Die Buchhändler übernehmen hauptsächlich den stationären Vertrieb (mit Beratung), bieten über ihre individuellen Shops aber auch Inhalte an (die Zahl der verfügbaren E-Books wird auf 300.000 Titel taxiert). Die Telekom stellt die Lesegeräte (der zum Start angebotene „Tolino shine“ ist erst der Anfang einer geplanten Produktpalette) und die Cloud-Technologie – die Bonner sehen sich als „führender Cloud-Anbieter“ in Deutschland. Diese soll ermöglichen, dass die Nutzer ihre dezentral (in einem der Shops) gekauften E-Books zentral im Internet speichern können, um diese auf verschiedenen Geräten nutzen zu können. Das Speichern soll für den Kunden kostenlos und dauerhaft erfolgen – offenbar eine Anspielung darauf, dass die Anbindung an die Cloud bei Amazon nur solange möglich ist, wie der Leser Kunde bei Amazon bleibt.
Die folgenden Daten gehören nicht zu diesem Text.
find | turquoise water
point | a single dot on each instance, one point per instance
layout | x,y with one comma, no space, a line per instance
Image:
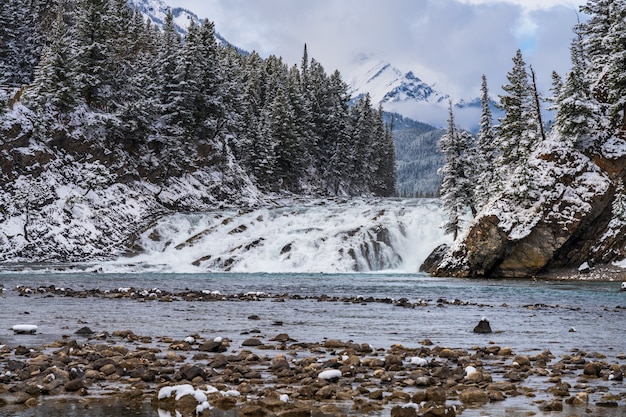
527,315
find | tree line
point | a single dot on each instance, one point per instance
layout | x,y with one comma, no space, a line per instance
589,105
99,71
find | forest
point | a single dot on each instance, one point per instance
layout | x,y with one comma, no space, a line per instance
504,161
95,81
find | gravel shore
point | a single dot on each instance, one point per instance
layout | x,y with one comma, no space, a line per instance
275,375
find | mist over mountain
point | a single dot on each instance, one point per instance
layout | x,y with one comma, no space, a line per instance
407,94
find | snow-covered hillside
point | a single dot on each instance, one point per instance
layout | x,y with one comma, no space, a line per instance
156,11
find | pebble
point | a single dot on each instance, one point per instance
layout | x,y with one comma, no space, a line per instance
257,375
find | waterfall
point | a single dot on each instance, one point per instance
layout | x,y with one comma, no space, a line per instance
320,236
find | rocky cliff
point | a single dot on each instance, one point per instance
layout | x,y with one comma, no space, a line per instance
570,219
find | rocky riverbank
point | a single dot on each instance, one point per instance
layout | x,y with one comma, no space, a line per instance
274,374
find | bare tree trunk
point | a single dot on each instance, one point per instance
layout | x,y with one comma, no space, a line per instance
537,103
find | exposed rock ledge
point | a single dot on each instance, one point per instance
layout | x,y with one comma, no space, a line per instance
568,222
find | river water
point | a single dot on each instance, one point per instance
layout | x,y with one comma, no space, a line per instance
527,315
309,249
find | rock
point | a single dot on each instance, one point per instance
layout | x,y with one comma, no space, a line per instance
432,262
300,411
522,360
511,240
251,342
328,410
592,369
325,393
474,396
393,362
580,399
84,331
436,395
483,326
555,405
189,372
213,346
438,411
74,385
282,338
400,411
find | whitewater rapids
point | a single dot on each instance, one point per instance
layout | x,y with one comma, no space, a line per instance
317,236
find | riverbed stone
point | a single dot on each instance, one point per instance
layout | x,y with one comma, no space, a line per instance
592,369
474,396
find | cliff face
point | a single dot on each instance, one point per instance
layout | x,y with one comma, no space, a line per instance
567,221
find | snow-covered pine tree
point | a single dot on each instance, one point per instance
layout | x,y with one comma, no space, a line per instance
616,67
517,132
137,109
604,42
384,175
577,110
483,165
619,203
22,35
167,131
54,93
92,57
456,187
361,134
336,136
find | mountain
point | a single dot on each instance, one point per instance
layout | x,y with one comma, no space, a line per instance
417,156
157,10
406,94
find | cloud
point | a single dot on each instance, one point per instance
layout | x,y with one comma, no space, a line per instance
450,43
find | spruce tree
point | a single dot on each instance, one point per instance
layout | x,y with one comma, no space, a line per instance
577,113
455,184
166,81
335,166
485,153
54,93
520,129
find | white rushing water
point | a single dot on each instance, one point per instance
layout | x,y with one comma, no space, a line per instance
319,236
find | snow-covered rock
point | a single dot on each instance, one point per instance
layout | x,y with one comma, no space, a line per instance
566,221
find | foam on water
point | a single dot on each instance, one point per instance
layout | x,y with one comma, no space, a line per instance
319,236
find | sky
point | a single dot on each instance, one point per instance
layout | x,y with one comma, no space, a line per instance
448,43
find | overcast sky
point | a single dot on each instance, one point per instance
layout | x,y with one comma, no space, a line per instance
449,43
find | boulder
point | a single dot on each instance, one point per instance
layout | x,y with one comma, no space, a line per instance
520,237
483,326
474,396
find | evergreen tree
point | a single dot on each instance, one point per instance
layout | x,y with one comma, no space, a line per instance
166,83
619,203
616,66
455,184
22,36
604,41
92,53
384,154
577,110
519,130
485,154
335,166
362,131
53,93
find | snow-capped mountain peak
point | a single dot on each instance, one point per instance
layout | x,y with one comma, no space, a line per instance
157,11
387,84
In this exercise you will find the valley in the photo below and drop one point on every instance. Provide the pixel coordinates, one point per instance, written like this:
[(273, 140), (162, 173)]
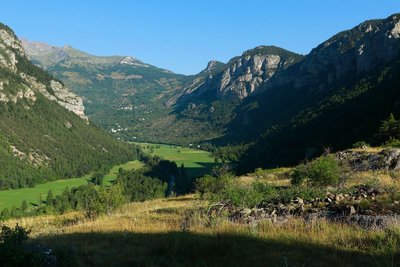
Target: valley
[(270, 157), (197, 163)]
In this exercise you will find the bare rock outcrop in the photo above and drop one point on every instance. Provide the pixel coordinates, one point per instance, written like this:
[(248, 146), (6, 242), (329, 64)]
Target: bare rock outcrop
[(10, 50)]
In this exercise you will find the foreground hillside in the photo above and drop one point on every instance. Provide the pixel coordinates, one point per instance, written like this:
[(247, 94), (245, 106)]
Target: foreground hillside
[(44, 133), (153, 233), (338, 210)]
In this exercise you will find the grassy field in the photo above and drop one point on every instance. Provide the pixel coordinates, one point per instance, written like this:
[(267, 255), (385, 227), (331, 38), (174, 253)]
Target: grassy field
[(9, 198), (15, 197), (171, 232), (197, 162), (112, 175)]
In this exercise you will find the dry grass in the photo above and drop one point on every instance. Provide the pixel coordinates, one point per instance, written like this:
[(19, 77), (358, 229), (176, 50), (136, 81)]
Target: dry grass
[(379, 178), (150, 234)]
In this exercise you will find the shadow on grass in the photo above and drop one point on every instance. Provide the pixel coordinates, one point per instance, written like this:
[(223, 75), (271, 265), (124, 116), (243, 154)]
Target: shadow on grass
[(188, 249), (203, 169)]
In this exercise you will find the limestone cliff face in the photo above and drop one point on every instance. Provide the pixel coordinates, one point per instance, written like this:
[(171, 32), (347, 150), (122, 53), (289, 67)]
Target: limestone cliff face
[(348, 54), (246, 74), (12, 59), (242, 76)]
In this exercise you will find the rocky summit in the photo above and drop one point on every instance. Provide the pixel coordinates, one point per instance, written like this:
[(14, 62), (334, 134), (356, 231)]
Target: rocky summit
[(12, 54)]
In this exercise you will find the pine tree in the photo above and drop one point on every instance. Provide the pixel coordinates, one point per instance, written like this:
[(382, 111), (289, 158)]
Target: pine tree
[(50, 197), (24, 206)]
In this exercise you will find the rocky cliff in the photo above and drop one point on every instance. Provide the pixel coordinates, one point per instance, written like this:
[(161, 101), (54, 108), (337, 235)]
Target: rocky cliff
[(242, 76), (12, 59), (346, 55)]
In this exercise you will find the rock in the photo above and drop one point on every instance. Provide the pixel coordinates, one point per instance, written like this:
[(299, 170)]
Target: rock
[(339, 197), (245, 212), (350, 210), (298, 200), (387, 159)]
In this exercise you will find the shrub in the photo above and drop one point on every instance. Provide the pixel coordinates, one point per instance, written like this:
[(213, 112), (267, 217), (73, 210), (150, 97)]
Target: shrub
[(227, 188), (320, 172), (360, 144), (12, 252)]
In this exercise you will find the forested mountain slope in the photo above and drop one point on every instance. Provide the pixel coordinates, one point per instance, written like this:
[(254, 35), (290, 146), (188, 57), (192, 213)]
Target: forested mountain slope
[(44, 133), (336, 96)]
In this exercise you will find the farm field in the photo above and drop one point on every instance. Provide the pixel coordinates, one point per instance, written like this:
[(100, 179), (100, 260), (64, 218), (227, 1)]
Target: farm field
[(112, 175), (150, 234), (15, 197), (197, 162)]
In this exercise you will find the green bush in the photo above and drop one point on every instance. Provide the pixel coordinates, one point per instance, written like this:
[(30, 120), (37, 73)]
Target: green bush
[(227, 188), (12, 252), (360, 144), (320, 172)]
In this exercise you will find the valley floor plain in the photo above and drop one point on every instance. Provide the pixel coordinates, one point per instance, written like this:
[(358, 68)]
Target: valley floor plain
[(197, 162)]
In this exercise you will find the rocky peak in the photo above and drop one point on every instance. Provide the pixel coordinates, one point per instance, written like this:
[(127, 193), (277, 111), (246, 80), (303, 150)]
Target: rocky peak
[(211, 66), (350, 53), (133, 62), (247, 74), (11, 54)]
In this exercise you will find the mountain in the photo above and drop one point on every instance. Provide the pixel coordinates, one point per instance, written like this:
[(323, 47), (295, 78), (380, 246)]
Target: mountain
[(44, 133), (137, 101), (120, 93), (207, 103), (337, 95), (286, 106)]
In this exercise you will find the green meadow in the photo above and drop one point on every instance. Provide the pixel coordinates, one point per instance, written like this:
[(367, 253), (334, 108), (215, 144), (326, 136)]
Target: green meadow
[(112, 175), (197, 162), (15, 197)]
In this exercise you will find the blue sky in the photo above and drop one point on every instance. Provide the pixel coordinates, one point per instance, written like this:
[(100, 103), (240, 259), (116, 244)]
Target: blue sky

Was kann der „Tolino shine“?
Das Gerät verfügt über ein E-Ink Display, 6 Zoll großes Touch-Display, Auflösung: 1024 mal 758 Pixel. Ähnlich wie der Kindle Paperwhite, der Kobo Glo und Bookeen HD Frontlight hat der Tolino shine eine (wie der Name andeutet) integrierte Beleuchtung. Der Akku hält, wie die T-Partner erklären, bis zu sieben Wochen. Der Gerätespeicher biete Platz für bis zu 2000 E-Books und sei mit einer SD-Karte erweiterbar. Der Reader wird ab 7. März zu einem Einführungspreis von 99,99 Euro angeboten.
Ist der „Tolino shine“ besser als der Kindle?
Das kann erst nach einem ausführlichen Test verifiziert werden. Zumindest ist dies der Anspruch der Allianz. Anita Offel-Grohmann, Geschäftsleitung Programm beim Club Bertelsmann, versichert, das Gerät spiele „technisch und in der Handhabung in der Champions League“. Und ergänzt: „Selbst für Leute, die heute schon digital lesen, erreicht der Tolino eine neue Qualitätsstufe.“
Welche Vorteile soll „Tolino“ sonst haben?
Die Allianz verweist besonders auf die Offenheit des Systems. Anders als bei Amazon, wo die Kindle-E-Books nur auf den Amazon-Geräten bzw. in den Kindle-Apps gelesen werden können, sollen die bei den Tolino-Partnern gekauften Inhalte in der Telekom-Cloud kostenlos und dauerhaft gespeichert werden können. Der Zugriff soll von beliebigen Endgeräten aus möglich sein.  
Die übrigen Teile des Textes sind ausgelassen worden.